Document #1218119
HRW – Human Rights Watch (Author)
(Berlin) – The government of Moldova should ensure that Tajik opposition activist Sobir Valiev is not extradited or otherwise returned to Tajikistan, where he faces possible torture or ill-treatment, Human Rights Watch said today. Sobir Valiev, deputy head of the Congress of Constructive Forces of Tajikistan, a peaceful opposition group, was detained on August 11, 2015, at the request of the Tajik government by Moldovan migration police in the Chisinau airport before boarding a flight to Istanbul. Tajik authorities are pursuing Valiev’s extradition on extremism charges that appear politically motivated and in retaliation for his peaceful political opposition activity.
“It is no secret that Tajikistan has a serious problem with torture and that it is actively hunting down political opposition figures,” said Hugh Williamson, Europe and Central Asia division director at Human Rights Watch. “Moldova has an obligation not to return anyone to a country where he or she could face torture or ill-treatment and should abide by those international commitments.”
Valiev’s relatives told Human Rights Watch that in late 2014 and early 2015, Tajikistan’s security services interrogated them on several occasions in Dushanbe, threatening “serious consequences” if Valiev did not return to Tajikistan. At the time, Valiev was living in Kyrgyzstan and frequently traveling to Turkey for business.Tajik authorities have charged Valiev with “public calls for carrying out extremist activity” (art. 307(1)(2)) and “organizing an extremist community” (art. 307(2)(1)) of Tajikistan’s criminal code, charges they have used in a number of cases that appear politically motivated.
Following an August 14 court hearing in Moldova, Valiev is in a temporary detention facility in Chisinau.
“Valiev urgently needs protection,” Williamson said. “Moldovan authorities should make sure they don’t send him back to Tajikistan, where it’s clear he is at serious risk of abuse and wouldn’t get a fair trial.”
In the last year, Tajik authorities have dramatically widened a crackdown on the political opposition. In another recent case, on July 24, a Dushanbe court sentenced a peaceful youth activist, Maksud Ibragimov, to 17 years in prison on similar charges for extremism following a deeply flawed trial.
Ibragimov is the leader of the opposition group Tajikistan’s Youth for Revival. He is a Russian citizen, and had lived in Moscow for over 10 years. He was detained in October 2014 on a Tajik extradition request, but then released. In November 2014, unidentified assailants stabbed him six times on a Moscow street.

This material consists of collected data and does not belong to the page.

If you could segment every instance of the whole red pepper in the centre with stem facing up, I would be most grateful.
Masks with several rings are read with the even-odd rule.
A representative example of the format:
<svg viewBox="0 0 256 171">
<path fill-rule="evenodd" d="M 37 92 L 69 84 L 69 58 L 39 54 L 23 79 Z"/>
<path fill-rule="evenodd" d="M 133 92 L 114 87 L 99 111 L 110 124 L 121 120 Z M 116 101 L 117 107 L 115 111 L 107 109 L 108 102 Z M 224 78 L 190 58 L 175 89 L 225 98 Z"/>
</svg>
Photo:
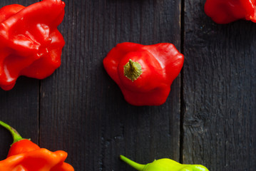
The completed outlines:
<svg viewBox="0 0 256 171">
<path fill-rule="evenodd" d="M 128 103 L 162 105 L 183 61 L 183 54 L 171 43 L 143 46 L 126 42 L 113 48 L 103 65 Z"/>
</svg>

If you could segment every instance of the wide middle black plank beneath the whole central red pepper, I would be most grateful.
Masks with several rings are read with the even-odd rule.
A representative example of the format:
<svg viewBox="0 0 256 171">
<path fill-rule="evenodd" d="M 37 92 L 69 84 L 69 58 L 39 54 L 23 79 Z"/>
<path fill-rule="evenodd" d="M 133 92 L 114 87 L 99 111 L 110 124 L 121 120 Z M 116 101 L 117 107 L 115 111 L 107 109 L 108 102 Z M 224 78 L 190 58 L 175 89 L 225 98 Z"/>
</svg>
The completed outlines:
<svg viewBox="0 0 256 171">
<path fill-rule="evenodd" d="M 62 65 L 41 83 L 41 146 L 66 150 L 75 170 L 130 170 L 121 154 L 179 160 L 180 78 L 164 105 L 135 107 L 102 61 L 123 41 L 180 48 L 180 1 L 65 2 Z"/>
</svg>

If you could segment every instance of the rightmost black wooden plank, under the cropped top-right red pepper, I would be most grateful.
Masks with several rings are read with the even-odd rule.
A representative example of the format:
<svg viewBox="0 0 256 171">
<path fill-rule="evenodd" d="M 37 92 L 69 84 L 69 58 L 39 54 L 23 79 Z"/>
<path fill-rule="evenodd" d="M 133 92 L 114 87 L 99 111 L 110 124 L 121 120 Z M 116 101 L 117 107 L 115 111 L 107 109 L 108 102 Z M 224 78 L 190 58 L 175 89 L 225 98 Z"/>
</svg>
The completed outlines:
<svg viewBox="0 0 256 171">
<path fill-rule="evenodd" d="M 205 1 L 185 1 L 183 162 L 256 168 L 256 25 L 217 25 Z"/>
</svg>

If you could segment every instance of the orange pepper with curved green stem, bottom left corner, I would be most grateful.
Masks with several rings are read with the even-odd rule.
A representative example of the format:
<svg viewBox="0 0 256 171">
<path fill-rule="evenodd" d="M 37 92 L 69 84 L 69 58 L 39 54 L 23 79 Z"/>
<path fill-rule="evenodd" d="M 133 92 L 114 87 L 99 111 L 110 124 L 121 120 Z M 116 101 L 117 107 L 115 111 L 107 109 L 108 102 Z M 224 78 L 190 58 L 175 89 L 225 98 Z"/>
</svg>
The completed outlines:
<svg viewBox="0 0 256 171">
<path fill-rule="evenodd" d="M 0 161 L 0 170 L 5 171 L 73 171 L 73 167 L 64 162 L 67 152 L 58 150 L 51 152 L 40 148 L 31 140 L 21 135 L 11 126 L 0 120 L 0 125 L 11 132 L 14 143 L 5 160 Z"/>
</svg>

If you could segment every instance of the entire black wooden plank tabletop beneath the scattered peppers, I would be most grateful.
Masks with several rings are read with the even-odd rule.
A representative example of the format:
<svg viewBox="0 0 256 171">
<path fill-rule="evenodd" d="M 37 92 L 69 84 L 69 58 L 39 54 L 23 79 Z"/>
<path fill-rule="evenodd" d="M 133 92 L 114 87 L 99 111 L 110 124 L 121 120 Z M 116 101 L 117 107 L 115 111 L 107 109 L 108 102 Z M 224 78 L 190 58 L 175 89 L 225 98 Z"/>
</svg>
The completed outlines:
<svg viewBox="0 0 256 171">
<path fill-rule="evenodd" d="M 61 67 L 0 90 L 1 120 L 75 170 L 133 170 L 168 157 L 211 171 L 256 170 L 256 24 L 215 24 L 205 0 L 64 0 Z M 0 6 L 36 0 L 1 0 Z M 103 68 L 117 43 L 173 43 L 185 55 L 165 104 L 136 107 Z M 11 135 L 0 128 L 4 160 Z"/>
</svg>

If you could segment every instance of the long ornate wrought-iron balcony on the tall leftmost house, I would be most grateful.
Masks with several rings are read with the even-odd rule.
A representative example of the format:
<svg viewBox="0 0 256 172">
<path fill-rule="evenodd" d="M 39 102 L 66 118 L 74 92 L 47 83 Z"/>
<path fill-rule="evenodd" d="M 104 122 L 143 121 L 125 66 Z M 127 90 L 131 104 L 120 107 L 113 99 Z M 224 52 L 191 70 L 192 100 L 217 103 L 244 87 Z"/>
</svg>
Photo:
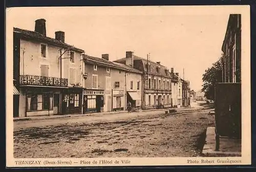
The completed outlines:
<svg viewBox="0 0 256 172">
<path fill-rule="evenodd" d="M 20 85 L 68 87 L 68 79 L 62 78 L 60 83 L 60 78 L 36 75 L 21 75 Z"/>
</svg>

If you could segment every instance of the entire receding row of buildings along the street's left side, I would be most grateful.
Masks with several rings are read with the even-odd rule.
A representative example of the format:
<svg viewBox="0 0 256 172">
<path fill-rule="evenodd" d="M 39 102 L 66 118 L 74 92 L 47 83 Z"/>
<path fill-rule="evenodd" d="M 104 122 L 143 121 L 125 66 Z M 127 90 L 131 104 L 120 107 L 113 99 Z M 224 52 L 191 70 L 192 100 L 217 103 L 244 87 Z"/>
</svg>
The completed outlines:
<svg viewBox="0 0 256 172">
<path fill-rule="evenodd" d="M 13 29 L 13 115 L 73 114 L 190 106 L 189 82 L 148 58 L 127 51 L 124 58 L 92 57 L 65 42 L 65 33 L 46 35 Z"/>
</svg>

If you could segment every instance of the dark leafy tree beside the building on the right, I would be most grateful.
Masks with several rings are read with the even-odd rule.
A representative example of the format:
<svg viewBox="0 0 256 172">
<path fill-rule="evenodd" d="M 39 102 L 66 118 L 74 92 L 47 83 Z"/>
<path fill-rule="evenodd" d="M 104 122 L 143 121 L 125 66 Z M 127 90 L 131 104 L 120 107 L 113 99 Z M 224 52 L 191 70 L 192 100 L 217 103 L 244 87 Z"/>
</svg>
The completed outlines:
<svg viewBox="0 0 256 172">
<path fill-rule="evenodd" d="M 223 56 L 223 55 L 222 55 Z M 222 82 L 222 66 L 223 58 L 212 64 L 210 68 L 205 70 L 203 74 L 203 91 L 205 97 L 209 100 L 215 100 L 215 86 L 217 83 Z"/>
</svg>

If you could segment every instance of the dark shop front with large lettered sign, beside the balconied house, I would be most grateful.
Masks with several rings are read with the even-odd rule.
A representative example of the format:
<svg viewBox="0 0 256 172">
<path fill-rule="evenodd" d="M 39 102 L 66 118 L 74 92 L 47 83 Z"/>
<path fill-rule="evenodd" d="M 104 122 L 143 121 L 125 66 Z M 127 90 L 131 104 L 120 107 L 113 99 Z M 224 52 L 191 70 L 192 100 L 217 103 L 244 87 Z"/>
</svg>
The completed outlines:
<svg viewBox="0 0 256 172">
<path fill-rule="evenodd" d="M 104 105 L 104 90 L 83 90 L 83 114 L 102 112 Z"/>
</svg>

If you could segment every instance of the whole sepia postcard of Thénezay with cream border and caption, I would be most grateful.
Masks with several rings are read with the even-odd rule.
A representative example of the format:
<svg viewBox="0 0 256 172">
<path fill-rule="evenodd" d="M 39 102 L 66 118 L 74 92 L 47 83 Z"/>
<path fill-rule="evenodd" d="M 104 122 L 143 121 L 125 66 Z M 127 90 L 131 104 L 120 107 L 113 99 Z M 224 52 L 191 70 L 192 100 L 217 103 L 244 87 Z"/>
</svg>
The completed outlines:
<svg viewBox="0 0 256 172">
<path fill-rule="evenodd" d="M 6 52 L 7 167 L 251 164 L 250 6 L 7 8 Z"/>
</svg>

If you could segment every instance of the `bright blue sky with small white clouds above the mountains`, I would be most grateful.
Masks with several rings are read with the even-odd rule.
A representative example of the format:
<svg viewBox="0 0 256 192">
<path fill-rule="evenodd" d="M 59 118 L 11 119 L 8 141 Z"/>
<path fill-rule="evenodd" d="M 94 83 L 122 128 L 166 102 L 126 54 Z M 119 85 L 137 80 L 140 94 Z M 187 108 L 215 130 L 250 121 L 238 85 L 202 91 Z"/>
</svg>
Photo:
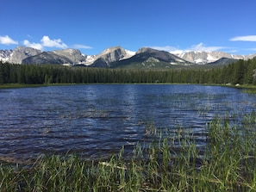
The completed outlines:
<svg viewBox="0 0 256 192">
<path fill-rule="evenodd" d="M 256 53 L 255 0 L 1 0 L 0 49 Z"/>
</svg>

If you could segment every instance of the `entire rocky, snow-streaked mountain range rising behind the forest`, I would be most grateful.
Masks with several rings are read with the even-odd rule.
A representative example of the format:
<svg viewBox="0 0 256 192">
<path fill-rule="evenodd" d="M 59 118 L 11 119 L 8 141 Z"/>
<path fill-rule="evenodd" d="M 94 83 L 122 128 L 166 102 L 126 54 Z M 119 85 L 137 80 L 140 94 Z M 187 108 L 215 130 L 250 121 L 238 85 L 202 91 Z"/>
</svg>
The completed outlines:
<svg viewBox="0 0 256 192">
<path fill-rule="evenodd" d="M 169 53 L 149 47 L 137 52 L 114 46 L 97 55 L 85 55 L 77 49 L 41 52 L 31 47 L 17 46 L 13 50 L 0 50 L 0 60 L 15 64 L 59 64 L 91 67 L 169 68 L 173 65 L 228 64 L 237 59 L 253 59 L 255 54 L 234 55 L 224 52 Z"/>
</svg>

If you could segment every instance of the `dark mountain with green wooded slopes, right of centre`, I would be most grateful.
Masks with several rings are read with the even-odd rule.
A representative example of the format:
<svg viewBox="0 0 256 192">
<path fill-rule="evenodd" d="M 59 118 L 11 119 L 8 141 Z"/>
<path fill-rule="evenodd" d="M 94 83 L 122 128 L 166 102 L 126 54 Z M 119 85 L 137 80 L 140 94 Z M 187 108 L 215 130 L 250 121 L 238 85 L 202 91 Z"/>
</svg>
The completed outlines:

On January 20, 2015, his relatives reported that police from Moscow’s Preobrazhenskaya district detained him, took him to a police station, and told him to write a witness statement about the stabbing. Witnesses reported that as soon as he left the police station, several unidentified people kidnapped him, drove him to the airport, and forced him onto a plane to Dushanbe, where he was arrested when he landed. Ibragimov told his lawyer later that he had been tortured into telling the Tajik press that he had returned to Tajikistan voluntarily.
In another case, on July 15, Belarusian authorities detained a peaceful Tajik activist, Shabnam Khudoydodova, in the city of Brest, as she was crossing the Russian-Belarusian border. Khudoydodova, a member of “Group 24” who lives in St. Petersburg, had also publicly called for democratic reforms in Tajikistan. After learning on July 12 that Tajik authorities might be preparing to kidnap or forcibly return her to Tajikistan, Khudoydodova fled Russia to Belarus, where she had planned to apply for refugee status with the United Nations refugee agency in Minsk. Tajik authorities have also charged her with extremism and are seeking her extradition.
“Tajikistan’s opposition is under serious attack,” Williamson said. “Dushanbe has no business retaliating against people who are speaking out peacefully, and other governments shouldn’t be complicit in their crackdown or violate their clear cut and absolute obligations under international law.”